To the judge’s statement that “[counsel] says that he talked to you about that a couple of times,” Boateng responded, “Yes, Your Honor.” The judge then stated that while counsel’s dual representation created a conflict “in a technical sense,” the judge understood that Boateng had no objection to counsel’s continued representation, including a cross-examination of the medical examiner. Boateng again replied, “Yes, Your Honor.” Although initially *510satisfied, the judge again addressed Boateng, explaining how his counsel might find himself in the uncomfortable position of having to vigorously cross-examine his own client if the medical examiner gave unexpected testimony. He reiterated to Boateng that “you have to accept with that the fact that it’s conceivable something could happen while [the medical examiner] was testifying that made his . . . and your position, somewhat antagonistic. Do you understand that?” Boateng again stated, “Yes, Your honor.” The judge asked twice more. Both times the defendant replied, “Yes, Your Honor.”

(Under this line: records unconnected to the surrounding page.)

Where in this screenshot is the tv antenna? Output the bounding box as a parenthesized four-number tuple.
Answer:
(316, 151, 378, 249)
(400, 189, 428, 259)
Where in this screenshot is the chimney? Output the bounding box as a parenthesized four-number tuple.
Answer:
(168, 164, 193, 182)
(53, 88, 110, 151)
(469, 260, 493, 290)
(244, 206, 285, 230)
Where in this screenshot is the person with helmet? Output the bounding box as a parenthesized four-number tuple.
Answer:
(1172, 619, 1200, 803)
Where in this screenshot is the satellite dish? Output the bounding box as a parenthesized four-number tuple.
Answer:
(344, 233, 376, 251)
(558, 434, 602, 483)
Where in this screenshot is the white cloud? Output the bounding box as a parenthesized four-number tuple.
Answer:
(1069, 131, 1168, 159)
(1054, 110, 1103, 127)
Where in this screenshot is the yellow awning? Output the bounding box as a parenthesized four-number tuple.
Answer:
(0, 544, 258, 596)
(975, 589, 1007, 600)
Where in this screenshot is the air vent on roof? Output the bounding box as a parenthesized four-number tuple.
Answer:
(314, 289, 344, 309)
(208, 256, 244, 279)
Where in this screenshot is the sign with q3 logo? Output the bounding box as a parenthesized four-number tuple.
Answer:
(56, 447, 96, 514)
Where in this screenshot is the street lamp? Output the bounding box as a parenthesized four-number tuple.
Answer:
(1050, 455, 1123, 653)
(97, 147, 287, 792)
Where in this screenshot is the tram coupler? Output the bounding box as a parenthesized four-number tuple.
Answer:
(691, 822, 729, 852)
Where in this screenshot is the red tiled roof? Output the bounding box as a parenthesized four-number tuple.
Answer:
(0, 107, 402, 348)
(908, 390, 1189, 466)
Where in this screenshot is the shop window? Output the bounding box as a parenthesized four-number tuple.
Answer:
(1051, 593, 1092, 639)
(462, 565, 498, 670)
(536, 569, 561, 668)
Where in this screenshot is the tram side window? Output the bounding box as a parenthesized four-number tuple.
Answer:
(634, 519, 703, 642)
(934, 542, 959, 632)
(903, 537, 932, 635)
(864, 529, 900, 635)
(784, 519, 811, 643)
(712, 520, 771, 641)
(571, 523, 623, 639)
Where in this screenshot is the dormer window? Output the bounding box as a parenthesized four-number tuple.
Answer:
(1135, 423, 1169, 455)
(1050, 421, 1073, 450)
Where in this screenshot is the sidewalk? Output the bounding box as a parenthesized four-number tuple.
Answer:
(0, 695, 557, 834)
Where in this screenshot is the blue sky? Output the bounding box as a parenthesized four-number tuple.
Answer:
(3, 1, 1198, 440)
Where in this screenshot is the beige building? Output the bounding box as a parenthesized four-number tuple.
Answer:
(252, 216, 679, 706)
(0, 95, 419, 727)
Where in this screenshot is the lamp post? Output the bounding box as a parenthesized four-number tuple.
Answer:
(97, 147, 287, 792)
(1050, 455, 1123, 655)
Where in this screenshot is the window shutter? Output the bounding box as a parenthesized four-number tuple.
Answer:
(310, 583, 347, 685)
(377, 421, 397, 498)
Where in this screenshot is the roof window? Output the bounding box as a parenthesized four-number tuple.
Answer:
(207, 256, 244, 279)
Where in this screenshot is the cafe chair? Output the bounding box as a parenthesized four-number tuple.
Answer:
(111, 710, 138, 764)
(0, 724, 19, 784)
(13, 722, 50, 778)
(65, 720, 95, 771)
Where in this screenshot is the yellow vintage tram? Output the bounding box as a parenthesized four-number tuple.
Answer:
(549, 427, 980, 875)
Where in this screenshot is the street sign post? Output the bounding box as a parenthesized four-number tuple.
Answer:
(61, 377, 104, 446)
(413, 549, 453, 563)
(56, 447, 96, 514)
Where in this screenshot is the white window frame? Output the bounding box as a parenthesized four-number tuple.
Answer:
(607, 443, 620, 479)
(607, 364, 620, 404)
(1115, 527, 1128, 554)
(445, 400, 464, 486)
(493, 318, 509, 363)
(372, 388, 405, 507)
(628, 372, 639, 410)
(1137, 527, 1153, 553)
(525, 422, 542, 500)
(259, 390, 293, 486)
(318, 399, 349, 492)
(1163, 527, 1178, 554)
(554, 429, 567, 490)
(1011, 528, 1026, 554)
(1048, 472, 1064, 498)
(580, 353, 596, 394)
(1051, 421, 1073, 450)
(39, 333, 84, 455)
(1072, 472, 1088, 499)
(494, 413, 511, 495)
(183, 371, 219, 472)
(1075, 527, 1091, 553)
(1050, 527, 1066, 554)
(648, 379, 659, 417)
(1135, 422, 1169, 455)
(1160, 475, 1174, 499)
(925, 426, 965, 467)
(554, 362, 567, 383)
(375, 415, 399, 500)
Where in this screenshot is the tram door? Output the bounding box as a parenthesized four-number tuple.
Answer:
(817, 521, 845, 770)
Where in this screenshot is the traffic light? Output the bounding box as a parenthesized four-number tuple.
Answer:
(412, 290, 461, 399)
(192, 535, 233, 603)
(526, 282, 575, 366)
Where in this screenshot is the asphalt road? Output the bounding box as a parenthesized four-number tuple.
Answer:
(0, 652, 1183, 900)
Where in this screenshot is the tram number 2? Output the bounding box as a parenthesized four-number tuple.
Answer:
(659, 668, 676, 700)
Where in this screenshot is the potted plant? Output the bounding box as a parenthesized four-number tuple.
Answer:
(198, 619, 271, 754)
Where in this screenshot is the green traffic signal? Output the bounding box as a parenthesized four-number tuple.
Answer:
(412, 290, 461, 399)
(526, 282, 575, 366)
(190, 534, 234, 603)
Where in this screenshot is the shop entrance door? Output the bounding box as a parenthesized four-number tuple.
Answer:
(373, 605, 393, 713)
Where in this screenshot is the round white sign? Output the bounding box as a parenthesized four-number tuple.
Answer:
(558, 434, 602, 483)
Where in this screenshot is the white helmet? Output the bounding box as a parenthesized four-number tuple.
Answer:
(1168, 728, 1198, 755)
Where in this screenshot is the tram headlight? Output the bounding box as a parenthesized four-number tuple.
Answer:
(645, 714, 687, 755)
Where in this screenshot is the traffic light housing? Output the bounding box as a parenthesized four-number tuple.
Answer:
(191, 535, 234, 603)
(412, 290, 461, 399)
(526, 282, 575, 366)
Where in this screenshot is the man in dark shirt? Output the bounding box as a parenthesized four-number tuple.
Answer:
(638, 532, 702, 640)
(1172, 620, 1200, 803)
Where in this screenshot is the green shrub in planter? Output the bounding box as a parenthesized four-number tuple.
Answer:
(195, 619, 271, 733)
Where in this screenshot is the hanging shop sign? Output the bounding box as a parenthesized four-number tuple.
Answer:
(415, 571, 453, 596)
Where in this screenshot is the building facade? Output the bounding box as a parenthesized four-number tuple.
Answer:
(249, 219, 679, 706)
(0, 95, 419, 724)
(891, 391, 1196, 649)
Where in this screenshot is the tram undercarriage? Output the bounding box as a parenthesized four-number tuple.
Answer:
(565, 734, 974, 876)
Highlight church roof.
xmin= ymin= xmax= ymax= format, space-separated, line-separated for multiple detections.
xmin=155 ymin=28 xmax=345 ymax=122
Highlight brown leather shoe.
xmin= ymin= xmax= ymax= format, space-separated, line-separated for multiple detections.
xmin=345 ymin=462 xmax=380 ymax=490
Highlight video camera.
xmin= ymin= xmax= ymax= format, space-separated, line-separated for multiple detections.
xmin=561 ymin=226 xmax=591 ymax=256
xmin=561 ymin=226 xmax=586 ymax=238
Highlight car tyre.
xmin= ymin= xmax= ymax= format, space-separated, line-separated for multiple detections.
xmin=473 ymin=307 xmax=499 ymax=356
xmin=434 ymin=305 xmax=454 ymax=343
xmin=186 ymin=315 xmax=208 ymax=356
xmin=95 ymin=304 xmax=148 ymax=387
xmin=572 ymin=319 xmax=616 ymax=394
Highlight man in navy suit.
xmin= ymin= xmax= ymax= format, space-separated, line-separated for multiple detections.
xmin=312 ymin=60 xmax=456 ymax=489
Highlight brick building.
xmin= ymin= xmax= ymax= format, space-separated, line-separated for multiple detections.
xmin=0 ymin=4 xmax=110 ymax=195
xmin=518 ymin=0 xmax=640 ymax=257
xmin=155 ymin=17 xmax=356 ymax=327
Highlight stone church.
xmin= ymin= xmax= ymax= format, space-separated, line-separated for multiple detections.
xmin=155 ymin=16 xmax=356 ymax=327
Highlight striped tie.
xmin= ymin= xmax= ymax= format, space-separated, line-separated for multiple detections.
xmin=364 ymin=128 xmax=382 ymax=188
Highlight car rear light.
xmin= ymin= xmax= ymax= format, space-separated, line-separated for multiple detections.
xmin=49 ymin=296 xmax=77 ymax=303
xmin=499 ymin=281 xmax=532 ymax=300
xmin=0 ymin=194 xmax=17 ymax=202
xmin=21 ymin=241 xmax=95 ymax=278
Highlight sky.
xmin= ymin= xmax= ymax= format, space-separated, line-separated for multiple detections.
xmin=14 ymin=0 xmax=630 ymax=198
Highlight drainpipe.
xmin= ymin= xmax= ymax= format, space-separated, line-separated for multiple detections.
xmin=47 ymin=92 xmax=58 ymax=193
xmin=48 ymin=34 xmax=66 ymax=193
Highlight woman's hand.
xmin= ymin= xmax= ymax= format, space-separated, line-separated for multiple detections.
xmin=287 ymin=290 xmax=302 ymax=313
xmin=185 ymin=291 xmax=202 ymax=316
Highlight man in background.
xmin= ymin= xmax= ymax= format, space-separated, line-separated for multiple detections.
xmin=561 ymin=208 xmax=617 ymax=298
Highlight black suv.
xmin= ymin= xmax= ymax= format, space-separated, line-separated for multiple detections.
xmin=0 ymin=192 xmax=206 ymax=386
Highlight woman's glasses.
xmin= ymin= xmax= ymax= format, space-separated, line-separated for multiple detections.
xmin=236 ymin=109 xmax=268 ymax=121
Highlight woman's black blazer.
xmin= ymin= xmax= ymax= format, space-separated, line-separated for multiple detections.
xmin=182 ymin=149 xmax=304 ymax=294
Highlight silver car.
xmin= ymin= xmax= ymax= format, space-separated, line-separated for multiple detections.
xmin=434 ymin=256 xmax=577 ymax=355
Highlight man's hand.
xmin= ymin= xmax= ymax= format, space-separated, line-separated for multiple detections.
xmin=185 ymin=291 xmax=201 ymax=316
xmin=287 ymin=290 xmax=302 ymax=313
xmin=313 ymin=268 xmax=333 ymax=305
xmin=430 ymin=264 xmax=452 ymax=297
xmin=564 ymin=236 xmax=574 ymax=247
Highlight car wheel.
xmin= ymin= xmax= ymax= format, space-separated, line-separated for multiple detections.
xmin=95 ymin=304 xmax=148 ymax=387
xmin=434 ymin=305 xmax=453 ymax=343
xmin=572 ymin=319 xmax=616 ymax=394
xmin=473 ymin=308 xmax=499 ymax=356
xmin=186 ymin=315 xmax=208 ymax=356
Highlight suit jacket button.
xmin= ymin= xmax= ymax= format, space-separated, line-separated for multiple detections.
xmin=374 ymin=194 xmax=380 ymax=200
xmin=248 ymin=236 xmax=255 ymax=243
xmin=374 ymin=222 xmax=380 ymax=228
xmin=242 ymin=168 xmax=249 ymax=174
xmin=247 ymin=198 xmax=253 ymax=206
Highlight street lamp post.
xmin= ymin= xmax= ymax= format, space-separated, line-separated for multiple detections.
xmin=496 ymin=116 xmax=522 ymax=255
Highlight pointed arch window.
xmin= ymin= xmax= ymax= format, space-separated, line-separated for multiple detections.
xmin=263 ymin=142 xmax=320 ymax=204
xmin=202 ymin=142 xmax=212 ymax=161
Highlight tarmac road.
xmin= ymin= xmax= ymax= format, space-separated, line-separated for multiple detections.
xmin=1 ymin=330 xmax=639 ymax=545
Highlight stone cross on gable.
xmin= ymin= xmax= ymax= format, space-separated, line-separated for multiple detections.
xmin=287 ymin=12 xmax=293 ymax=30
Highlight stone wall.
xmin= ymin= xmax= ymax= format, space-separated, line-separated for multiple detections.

The judge in fact instructed the jurors that “[a] murder may also be committed with extreme atrocity or cruelty, even though death results from a single blow.”
This diagnosis is also consistent with the diagnosis testified to by Dr. Brown at the hearing on the motion for a new trial.
Boateng asserts that counsel’s failure to call any witness who could provide an expert conclusion regarding his state of mind when he attacked Moore constituted an abandonment of the defense for the charges relating to Moore. Dr. Rosemarin did testify, however, that Boateng’s mental illness contributed to his attack on Moore. Furthermore, evidence that Boateng, suffering from a long-term mental illness, was insane at the time he attacked Jameel necessarily raised some question as to his sanity when he attacked Moore. Trial counsel’s case sufficiently called into question Boateng’s state of mind during the entire incident to constitute a defense to the charges relating to Moore.